Members of the Redondo Union community including members of the LGBT club and other students came out to show their support for the LGBT community and to protest the views of Westboro Baptist Church on Jan. 11. They created signs and made a human wall that separated the Westboro Church protesters from the Redondo Union campus. Approximately 150 people came to support Redondo Union and to show their acceptance of the LGBT community.
“I am appalled by the fact that any group of individuals would target and harass minors who are just trying to go to school,” Redondo Union’s LGBT Club president Lola Chase said. “So we thought we would open their minds in the best way we knew how, by joining together with love. We advocate for love and peace in the LGBT community as a whole, and I was trying to represent it the best I could.”
California is known for being supportive of its LGBT population, the 10th highest percentage in the United States of openly LGBT people at 4 percent of California’s adult population. Due to the strong support of the LGBT community, Westboro protesters were crowded out. In a time when the LGBT community is starting to be accepted by the world, it is time for those that disapprove of homosexuality to realize that love conquers all and that their harsh opinions will not change the minds of those in support of the growing LGBT community.
“I felt as if what the church was doing was absolutely wrong especially preaching very hateful terms and phrases to such a young group of people but I am glad that the South Bay LGBT community came together to show what it means to love one another,” Peninsula’s LGBT president Ciro Fidaleo said.

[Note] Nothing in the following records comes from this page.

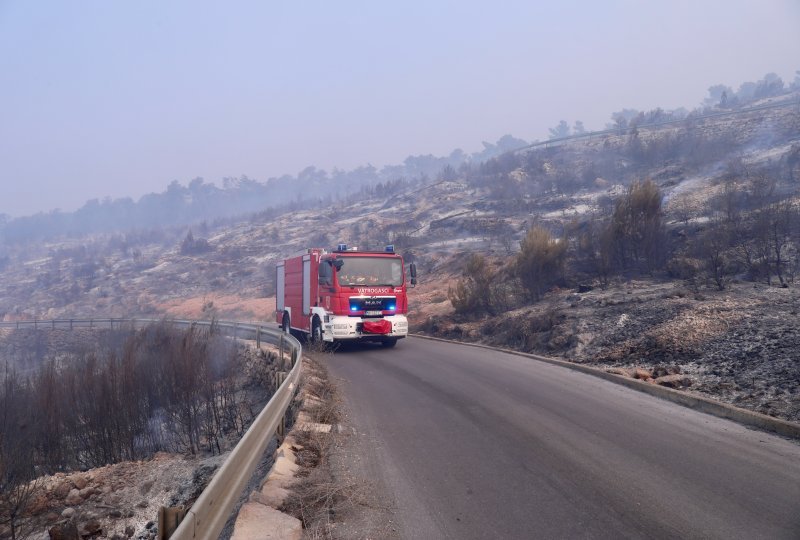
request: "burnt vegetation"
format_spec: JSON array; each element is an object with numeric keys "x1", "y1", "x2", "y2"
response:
[
  {"x1": 444, "y1": 77, "x2": 800, "y2": 319},
  {"x1": 0, "y1": 323, "x2": 278, "y2": 535}
]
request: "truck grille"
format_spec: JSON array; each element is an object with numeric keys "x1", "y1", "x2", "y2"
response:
[{"x1": 349, "y1": 296, "x2": 396, "y2": 314}]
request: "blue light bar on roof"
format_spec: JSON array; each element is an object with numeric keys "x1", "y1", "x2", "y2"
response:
[
  {"x1": 337, "y1": 243, "x2": 347, "y2": 251},
  {"x1": 385, "y1": 244, "x2": 395, "y2": 253}
]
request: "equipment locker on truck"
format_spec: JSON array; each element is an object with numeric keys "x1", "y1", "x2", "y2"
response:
[{"x1": 276, "y1": 244, "x2": 416, "y2": 347}]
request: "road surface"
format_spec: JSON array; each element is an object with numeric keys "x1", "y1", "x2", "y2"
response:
[{"x1": 328, "y1": 337, "x2": 800, "y2": 540}]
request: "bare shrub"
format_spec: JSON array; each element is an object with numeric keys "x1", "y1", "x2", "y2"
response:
[
  {"x1": 0, "y1": 322, "x2": 268, "y2": 480},
  {"x1": 695, "y1": 221, "x2": 733, "y2": 290},
  {"x1": 280, "y1": 442, "x2": 358, "y2": 537},
  {"x1": 448, "y1": 254, "x2": 501, "y2": 317},
  {"x1": 179, "y1": 230, "x2": 212, "y2": 255},
  {"x1": 607, "y1": 179, "x2": 666, "y2": 274},
  {"x1": 0, "y1": 364, "x2": 42, "y2": 540},
  {"x1": 515, "y1": 226, "x2": 567, "y2": 300}
]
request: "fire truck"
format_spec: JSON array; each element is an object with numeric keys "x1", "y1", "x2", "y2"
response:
[{"x1": 275, "y1": 244, "x2": 416, "y2": 347}]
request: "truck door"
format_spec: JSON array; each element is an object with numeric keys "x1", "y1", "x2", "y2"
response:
[
  {"x1": 276, "y1": 262, "x2": 285, "y2": 313},
  {"x1": 302, "y1": 254, "x2": 311, "y2": 317}
]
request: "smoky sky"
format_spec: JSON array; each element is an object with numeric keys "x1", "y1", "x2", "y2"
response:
[{"x1": 0, "y1": 0, "x2": 798, "y2": 217}]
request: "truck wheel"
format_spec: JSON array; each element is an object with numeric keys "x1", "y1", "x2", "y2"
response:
[
  {"x1": 382, "y1": 337, "x2": 398, "y2": 348},
  {"x1": 282, "y1": 313, "x2": 291, "y2": 334},
  {"x1": 311, "y1": 318, "x2": 323, "y2": 343}
]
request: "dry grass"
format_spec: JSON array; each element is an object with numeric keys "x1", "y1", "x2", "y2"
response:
[
  {"x1": 303, "y1": 365, "x2": 342, "y2": 426},
  {"x1": 278, "y1": 355, "x2": 362, "y2": 538},
  {"x1": 281, "y1": 462, "x2": 360, "y2": 539}
]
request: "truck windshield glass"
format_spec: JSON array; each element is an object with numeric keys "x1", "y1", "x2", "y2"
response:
[{"x1": 336, "y1": 257, "x2": 403, "y2": 287}]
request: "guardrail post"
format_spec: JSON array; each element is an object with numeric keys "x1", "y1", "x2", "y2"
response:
[
  {"x1": 70, "y1": 319, "x2": 73, "y2": 330},
  {"x1": 158, "y1": 506, "x2": 186, "y2": 540},
  {"x1": 277, "y1": 415, "x2": 285, "y2": 441},
  {"x1": 256, "y1": 326, "x2": 261, "y2": 349},
  {"x1": 34, "y1": 320, "x2": 38, "y2": 330},
  {"x1": 279, "y1": 334, "x2": 285, "y2": 366},
  {"x1": 52, "y1": 320, "x2": 55, "y2": 329},
  {"x1": 89, "y1": 319, "x2": 93, "y2": 328}
]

The protest at Redondo Union can serve as an example to the Peninsula community of how to approach any similar situations should they arise. The fight for acceptance of the LGBT community shows how fighting for a cause does not have to be violent. Peaceful protests, signs and support from passionate people can make all the difference, as shown by the RUHS community.
“While we are disappointed that a hate group such as Westboro Baptist Church chose to picket Redondo Union, we are proud of how peacefully our students and community demonstrated their equally protected freedom of speech and assembly,” Principal of RUHS Nicole Wesley said.